Ces interventions des banques centrales conduisent aussi à des taux d’intérêt à long terme très bas, autour de 0 % pour l’ensemble de l’OCDE pour les taux à 10 ans. Il est alors vrai que les États peuvent financer par la dette de nouveaux investissements publics, qui sont ceux dont la rentabilité n’apparaît qu’à long terme – infrastructures, éducation – et qui ne sont pas finançables dans un environnement de taux d’intérêt élevés.

L’impression d’une facilité incroyable

On voit donc que la dette publique émise aujourd’hui n’aura pas à être remboursée et qu’il est légitime d’accroître l’investissement public, en finançant des investissements à long terme par la dette. Ceci peut donner l’impression d’une facilité incroyable, d’une capacité illimitée à accroître l’endettement public. Mais il y a deux limites à cette facilité et à cette capacité.

D’abord, quand la BCE arrêtera de monétiser les dettes publiques (en 2022 ?) tout changera : les nouvelles dettes deviendront de vraies dettes qu’il faudra placer auprès d’investisseurs privés, les contraintes de solvabilité budgétaire réapparaîtront. Il faut donc réaliser vite, maintenant et pas plus tard, tous les investissements publics qui sont nécessaires.

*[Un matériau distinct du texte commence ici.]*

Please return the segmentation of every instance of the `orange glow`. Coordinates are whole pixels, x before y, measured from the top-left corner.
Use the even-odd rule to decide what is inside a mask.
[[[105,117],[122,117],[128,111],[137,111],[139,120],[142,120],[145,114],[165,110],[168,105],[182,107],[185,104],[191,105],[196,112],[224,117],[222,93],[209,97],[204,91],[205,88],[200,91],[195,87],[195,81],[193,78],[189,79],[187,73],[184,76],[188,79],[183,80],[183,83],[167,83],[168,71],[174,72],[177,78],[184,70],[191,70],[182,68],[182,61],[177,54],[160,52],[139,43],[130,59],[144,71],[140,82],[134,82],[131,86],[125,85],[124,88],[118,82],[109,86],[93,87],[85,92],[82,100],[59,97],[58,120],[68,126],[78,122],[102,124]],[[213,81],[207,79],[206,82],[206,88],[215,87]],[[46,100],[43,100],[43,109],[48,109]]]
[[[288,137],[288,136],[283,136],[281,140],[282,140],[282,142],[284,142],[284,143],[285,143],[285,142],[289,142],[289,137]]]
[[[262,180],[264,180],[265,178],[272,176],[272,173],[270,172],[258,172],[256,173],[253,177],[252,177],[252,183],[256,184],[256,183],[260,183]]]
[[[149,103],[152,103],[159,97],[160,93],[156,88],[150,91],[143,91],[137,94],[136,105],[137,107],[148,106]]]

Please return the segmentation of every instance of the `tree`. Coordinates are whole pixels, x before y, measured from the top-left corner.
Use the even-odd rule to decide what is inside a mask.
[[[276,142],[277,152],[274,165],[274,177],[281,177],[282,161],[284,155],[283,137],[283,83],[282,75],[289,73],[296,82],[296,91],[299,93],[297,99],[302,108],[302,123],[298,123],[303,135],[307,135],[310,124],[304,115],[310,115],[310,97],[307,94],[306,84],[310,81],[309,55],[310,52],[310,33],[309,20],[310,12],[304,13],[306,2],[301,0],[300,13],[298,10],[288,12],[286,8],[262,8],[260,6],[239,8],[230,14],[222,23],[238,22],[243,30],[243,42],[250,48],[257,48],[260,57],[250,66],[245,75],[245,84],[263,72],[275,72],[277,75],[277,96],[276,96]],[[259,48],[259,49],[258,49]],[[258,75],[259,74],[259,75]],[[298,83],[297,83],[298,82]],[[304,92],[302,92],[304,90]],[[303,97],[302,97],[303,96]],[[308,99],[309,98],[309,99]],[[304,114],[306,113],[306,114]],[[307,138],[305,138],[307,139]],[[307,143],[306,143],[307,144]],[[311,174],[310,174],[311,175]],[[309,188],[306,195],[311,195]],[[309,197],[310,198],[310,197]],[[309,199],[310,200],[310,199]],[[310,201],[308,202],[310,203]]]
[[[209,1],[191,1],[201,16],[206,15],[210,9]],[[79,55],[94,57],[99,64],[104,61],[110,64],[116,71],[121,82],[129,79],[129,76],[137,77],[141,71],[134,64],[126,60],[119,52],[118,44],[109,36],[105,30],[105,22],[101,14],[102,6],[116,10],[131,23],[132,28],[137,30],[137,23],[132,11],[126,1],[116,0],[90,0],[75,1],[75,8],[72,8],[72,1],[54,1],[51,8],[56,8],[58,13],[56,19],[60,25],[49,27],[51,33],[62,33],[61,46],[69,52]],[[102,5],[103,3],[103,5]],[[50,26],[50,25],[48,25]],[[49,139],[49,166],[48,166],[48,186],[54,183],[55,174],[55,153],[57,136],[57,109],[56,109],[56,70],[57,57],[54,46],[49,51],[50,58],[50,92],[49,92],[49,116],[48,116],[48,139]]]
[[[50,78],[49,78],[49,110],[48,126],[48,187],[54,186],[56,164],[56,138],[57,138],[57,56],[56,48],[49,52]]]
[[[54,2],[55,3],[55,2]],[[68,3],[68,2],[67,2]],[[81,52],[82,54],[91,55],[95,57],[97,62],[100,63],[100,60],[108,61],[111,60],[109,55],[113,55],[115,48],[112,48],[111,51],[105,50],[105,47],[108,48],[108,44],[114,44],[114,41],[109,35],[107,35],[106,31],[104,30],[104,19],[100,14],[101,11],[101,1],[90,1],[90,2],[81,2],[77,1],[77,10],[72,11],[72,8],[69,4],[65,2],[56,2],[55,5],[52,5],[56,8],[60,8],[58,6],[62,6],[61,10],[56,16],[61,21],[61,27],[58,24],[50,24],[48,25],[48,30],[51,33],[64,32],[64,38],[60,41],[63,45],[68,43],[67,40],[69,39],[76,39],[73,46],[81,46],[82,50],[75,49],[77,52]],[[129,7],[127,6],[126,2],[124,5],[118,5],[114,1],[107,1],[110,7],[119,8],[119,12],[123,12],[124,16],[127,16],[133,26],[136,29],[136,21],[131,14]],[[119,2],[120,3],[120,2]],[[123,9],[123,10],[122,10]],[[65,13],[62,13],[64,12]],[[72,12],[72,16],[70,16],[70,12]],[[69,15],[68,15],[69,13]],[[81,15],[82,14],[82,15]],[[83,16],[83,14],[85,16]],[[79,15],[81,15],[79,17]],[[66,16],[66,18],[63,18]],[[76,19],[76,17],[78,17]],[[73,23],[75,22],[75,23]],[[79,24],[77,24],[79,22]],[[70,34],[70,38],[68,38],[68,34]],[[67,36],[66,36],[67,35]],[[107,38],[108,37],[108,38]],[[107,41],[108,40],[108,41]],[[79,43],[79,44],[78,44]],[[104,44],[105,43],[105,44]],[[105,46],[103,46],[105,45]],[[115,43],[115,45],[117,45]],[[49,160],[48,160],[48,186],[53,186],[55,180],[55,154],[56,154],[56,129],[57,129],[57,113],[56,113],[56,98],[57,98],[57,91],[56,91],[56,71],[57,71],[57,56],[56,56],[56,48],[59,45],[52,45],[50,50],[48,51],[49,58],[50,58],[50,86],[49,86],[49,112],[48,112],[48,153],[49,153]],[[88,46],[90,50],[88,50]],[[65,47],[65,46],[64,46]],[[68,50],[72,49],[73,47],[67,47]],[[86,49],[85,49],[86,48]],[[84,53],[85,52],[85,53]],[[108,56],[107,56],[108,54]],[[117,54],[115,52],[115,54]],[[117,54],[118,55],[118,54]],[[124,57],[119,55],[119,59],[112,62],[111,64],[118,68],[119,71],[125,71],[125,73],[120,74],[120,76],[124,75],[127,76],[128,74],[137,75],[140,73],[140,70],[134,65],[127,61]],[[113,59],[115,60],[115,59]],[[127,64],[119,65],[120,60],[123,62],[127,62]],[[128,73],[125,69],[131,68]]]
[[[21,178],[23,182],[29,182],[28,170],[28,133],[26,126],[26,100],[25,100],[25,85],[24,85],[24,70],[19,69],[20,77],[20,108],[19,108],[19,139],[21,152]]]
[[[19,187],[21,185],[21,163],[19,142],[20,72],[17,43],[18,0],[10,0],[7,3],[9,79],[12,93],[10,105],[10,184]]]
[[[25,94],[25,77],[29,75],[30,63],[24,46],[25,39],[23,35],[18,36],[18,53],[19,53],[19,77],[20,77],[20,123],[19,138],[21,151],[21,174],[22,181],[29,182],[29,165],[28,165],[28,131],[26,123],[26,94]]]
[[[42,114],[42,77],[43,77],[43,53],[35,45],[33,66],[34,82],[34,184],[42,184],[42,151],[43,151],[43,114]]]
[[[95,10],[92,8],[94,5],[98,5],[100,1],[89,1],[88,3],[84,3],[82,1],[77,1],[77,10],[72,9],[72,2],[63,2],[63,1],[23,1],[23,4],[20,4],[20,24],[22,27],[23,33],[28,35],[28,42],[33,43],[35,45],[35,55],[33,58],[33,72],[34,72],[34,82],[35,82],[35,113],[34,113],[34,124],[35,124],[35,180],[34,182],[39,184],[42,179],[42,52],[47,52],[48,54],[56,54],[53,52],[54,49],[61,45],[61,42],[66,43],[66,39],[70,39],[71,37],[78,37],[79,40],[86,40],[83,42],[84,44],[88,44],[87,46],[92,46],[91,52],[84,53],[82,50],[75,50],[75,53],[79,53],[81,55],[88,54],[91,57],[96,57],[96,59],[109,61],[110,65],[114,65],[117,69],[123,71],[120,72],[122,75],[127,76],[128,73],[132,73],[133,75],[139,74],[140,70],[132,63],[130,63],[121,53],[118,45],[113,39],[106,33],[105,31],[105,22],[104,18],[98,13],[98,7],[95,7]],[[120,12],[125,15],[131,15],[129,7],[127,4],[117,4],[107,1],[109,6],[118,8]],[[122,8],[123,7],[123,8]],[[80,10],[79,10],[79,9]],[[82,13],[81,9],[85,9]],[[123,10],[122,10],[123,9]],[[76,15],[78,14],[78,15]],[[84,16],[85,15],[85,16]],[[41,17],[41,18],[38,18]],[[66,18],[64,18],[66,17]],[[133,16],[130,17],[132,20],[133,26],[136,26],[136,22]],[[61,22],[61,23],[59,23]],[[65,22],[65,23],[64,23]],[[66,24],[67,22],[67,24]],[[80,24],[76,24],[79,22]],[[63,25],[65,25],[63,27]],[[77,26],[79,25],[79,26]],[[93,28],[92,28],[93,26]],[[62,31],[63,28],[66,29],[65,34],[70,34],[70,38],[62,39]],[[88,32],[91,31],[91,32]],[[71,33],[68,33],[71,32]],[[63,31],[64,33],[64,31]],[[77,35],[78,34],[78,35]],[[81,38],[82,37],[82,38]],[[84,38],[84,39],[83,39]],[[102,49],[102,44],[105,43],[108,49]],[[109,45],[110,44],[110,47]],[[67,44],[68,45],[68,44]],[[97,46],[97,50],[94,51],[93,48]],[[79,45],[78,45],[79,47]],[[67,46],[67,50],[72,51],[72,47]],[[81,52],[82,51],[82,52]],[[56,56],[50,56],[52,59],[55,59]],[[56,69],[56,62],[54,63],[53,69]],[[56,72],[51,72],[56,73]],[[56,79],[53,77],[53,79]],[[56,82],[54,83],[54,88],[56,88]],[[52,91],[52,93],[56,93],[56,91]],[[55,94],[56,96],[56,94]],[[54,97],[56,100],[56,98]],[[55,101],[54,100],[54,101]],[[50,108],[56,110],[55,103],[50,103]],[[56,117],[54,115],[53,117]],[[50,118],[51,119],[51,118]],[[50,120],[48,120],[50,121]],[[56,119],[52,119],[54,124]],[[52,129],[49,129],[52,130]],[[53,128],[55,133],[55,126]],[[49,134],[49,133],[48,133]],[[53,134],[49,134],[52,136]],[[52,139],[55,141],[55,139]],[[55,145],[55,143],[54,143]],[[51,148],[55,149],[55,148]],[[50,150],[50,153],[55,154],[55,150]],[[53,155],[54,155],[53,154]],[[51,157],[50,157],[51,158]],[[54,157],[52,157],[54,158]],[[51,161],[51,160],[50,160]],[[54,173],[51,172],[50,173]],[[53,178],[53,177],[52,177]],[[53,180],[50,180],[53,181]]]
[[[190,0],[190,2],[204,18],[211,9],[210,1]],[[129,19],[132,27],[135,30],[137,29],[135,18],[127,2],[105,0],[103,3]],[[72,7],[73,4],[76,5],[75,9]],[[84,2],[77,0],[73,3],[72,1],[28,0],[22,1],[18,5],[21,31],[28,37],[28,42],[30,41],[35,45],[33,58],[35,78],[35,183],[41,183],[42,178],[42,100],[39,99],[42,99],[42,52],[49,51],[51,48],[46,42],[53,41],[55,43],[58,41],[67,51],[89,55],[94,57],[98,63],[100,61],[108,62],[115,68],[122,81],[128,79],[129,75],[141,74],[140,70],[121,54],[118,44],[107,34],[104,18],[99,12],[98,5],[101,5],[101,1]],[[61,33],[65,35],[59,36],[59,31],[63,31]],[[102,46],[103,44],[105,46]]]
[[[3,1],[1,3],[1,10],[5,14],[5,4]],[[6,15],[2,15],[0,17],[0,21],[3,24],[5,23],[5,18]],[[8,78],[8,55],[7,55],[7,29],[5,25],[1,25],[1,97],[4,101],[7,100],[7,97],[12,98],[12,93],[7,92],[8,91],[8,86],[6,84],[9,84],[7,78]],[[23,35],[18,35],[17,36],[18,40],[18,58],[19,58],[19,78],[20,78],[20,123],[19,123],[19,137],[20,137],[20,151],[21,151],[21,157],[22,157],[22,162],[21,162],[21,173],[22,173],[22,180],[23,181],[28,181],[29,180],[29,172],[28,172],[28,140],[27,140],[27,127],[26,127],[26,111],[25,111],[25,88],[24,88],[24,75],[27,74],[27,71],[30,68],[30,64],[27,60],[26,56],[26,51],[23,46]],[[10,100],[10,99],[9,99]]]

Ensuite, le coût de cette politique est l’expansion monétaire très rapide, et il faut toujours rappeler que cette expansion a un coût : elle conduit à la taxation des épargnants-futurs retraités avec le niveau anormalement bas des taux d’intérêt à long terme ; elle conduit à des bulles sur les prix des actifs avec le réinvestissement de la monnaie dans des classes d’actifs plus risqués.

Ce n’est pas parce que la dette publique monétisée n’a pas à être remboursée qu’elle ne conduit pas à des évolutions pénalisantes pour l’économie.